+
Franz Maget

Landtags-SPD: Franz Maget tritt ab

München - Nach der Rückzugsankündigung von SPD-Fraktionschef Franz Maget will die Landtags-SPD bereits am 21. Oktober eine komplette neue Führung wählen.

Es war ein Rücktrittsangebot auf Raten. Bis 2011 sei er gewählt, sagte Maget stets. Dann deutete er an, schon Mitte 2010 seinen Platz zu räumen. Vielleicht auch ein bisschen früher. Und jetzt zieht die Fraktion gemeinsam die Notbremse: Maget geht baldmöglichst.

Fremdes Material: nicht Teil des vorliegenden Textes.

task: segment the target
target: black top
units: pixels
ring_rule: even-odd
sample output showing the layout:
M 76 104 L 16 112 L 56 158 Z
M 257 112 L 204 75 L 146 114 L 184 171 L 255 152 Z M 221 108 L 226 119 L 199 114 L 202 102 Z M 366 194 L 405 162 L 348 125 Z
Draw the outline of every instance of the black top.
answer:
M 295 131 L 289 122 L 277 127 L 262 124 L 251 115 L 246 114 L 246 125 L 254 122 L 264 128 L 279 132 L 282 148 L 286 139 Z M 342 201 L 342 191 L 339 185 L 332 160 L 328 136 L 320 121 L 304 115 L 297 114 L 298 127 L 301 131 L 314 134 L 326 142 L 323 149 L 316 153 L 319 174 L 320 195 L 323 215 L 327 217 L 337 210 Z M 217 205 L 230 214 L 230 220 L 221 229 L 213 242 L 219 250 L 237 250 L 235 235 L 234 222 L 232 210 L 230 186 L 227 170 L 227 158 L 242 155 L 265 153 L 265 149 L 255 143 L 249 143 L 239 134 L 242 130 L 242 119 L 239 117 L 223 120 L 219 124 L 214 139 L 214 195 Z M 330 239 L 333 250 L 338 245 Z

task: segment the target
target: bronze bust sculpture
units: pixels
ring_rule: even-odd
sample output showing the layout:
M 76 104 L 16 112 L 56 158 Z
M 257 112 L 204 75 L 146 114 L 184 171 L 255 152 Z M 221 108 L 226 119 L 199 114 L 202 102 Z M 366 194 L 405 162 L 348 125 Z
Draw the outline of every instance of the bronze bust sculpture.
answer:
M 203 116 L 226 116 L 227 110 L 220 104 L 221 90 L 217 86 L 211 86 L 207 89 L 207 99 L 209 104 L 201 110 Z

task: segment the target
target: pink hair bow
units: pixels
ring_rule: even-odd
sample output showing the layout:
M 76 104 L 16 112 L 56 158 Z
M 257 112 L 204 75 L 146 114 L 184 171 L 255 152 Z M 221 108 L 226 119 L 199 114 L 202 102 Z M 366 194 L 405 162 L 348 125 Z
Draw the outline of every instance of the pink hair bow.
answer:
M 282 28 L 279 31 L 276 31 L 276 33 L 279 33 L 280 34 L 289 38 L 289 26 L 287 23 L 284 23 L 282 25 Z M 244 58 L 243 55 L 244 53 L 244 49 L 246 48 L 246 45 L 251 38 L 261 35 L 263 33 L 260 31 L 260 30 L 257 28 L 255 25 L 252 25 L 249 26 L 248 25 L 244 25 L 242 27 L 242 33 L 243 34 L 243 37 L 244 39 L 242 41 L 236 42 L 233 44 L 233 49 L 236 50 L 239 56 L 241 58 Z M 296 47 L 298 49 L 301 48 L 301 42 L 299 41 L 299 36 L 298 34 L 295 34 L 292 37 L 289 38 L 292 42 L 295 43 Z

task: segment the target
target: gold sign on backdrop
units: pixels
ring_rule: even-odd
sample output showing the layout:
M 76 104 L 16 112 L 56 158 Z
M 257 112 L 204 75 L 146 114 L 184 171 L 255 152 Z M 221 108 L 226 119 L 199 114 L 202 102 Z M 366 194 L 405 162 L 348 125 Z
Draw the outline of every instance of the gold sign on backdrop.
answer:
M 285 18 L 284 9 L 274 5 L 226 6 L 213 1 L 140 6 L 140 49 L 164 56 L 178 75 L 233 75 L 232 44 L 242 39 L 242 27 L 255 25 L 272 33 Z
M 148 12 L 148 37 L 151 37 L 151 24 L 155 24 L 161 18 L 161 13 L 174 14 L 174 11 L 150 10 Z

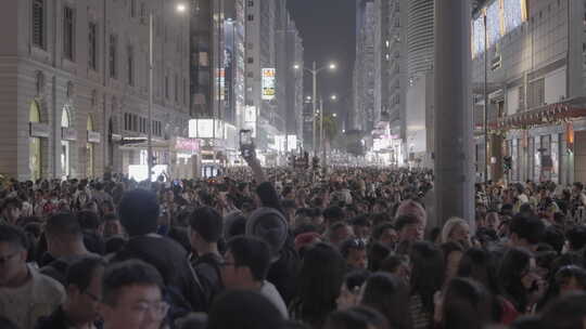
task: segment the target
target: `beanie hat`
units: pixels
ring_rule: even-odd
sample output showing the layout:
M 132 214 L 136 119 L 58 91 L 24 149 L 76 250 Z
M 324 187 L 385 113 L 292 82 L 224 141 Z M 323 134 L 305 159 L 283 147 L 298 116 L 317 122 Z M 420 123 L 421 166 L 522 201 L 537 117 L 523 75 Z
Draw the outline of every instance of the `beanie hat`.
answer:
M 284 215 L 273 208 L 258 208 L 246 221 L 246 235 L 265 240 L 270 247 L 272 261 L 279 259 L 289 234 Z

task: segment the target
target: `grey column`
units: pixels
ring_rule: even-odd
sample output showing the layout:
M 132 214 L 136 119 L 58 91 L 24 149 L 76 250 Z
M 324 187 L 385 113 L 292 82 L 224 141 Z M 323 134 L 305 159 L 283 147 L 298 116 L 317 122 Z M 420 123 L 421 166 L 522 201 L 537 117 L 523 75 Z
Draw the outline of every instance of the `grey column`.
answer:
M 470 1 L 435 1 L 435 210 L 474 227 Z

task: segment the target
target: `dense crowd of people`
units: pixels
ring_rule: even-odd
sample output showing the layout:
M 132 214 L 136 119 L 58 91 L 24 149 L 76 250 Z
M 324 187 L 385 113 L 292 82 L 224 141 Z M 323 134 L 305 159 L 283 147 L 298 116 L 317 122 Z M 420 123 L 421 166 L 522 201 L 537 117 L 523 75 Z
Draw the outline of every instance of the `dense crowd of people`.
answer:
M 477 184 L 475 221 L 442 226 L 432 194 L 431 171 L 254 157 L 212 180 L 5 180 L 0 328 L 583 328 L 581 183 Z

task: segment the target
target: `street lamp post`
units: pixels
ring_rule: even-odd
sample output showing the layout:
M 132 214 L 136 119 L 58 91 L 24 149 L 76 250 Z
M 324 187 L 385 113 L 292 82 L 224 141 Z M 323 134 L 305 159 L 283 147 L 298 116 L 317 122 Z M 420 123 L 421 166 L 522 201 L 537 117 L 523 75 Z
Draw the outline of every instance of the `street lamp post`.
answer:
M 178 3 L 176 8 L 178 13 L 187 11 L 187 4 Z M 153 177 L 153 10 L 149 11 L 149 129 L 146 141 L 146 168 L 149 170 L 149 183 Z
M 149 13 L 149 141 L 146 143 L 146 167 L 149 183 L 153 176 L 153 11 Z
M 293 68 L 294 69 L 301 69 L 302 67 L 297 64 L 293 65 Z M 313 77 L 313 97 L 311 97 L 311 104 L 313 104 L 313 117 L 311 117 L 311 122 L 313 122 L 313 135 L 314 135 L 314 156 L 317 156 L 318 153 L 317 153 L 317 122 L 316 122 L 316 114 L 317 114 L 317 76 L 320 71 L 322 71 L 323 69 L 330 69 L 330 70 L 334 70 L 336 69 L 336 65 L 334 63 L 330 63 L 329 65 L 327 66 L 323 66 L 323 67 L 320 67 L 320 68 L 317 68 L 317 64 L 316 62 L 313 63 L 311 65 L 311 68 L 306 68 L 306 67 L 303 67 L 304 70 L 308 71 L 309 74 L 311 74 L 311 77 Z

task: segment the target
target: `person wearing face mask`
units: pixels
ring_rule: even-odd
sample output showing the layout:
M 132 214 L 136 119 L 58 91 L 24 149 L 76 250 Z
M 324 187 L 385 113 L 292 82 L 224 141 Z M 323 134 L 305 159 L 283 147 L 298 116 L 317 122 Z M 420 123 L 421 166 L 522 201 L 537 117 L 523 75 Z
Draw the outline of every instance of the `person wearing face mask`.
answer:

Am 21. Oktober wird die Landtags-SPD eine komplett neue Führung wählen. Auf dieses Vorgehen einigten sich die Abgeordneten am Mittwochabend nach langer, intensiver Diskussion. „Das ist sehr in Ordnung so. Wir werden nicht getrieben”, sagte Maget unserer Zeitung. Druck war allerdings schon da ­ intern. Mehrere Abgeordnete warnten vor einer Hängepartie und einer quälenden Nachfolger-Suche, sollte Maget (wie einst Stoiber) noch Monate im Amt bleiben. Über Stunden hinweg war keine Einigung in Sicht. Die dreitägige Fraktionsklausur in Franken schien im Chaos zu beginnen.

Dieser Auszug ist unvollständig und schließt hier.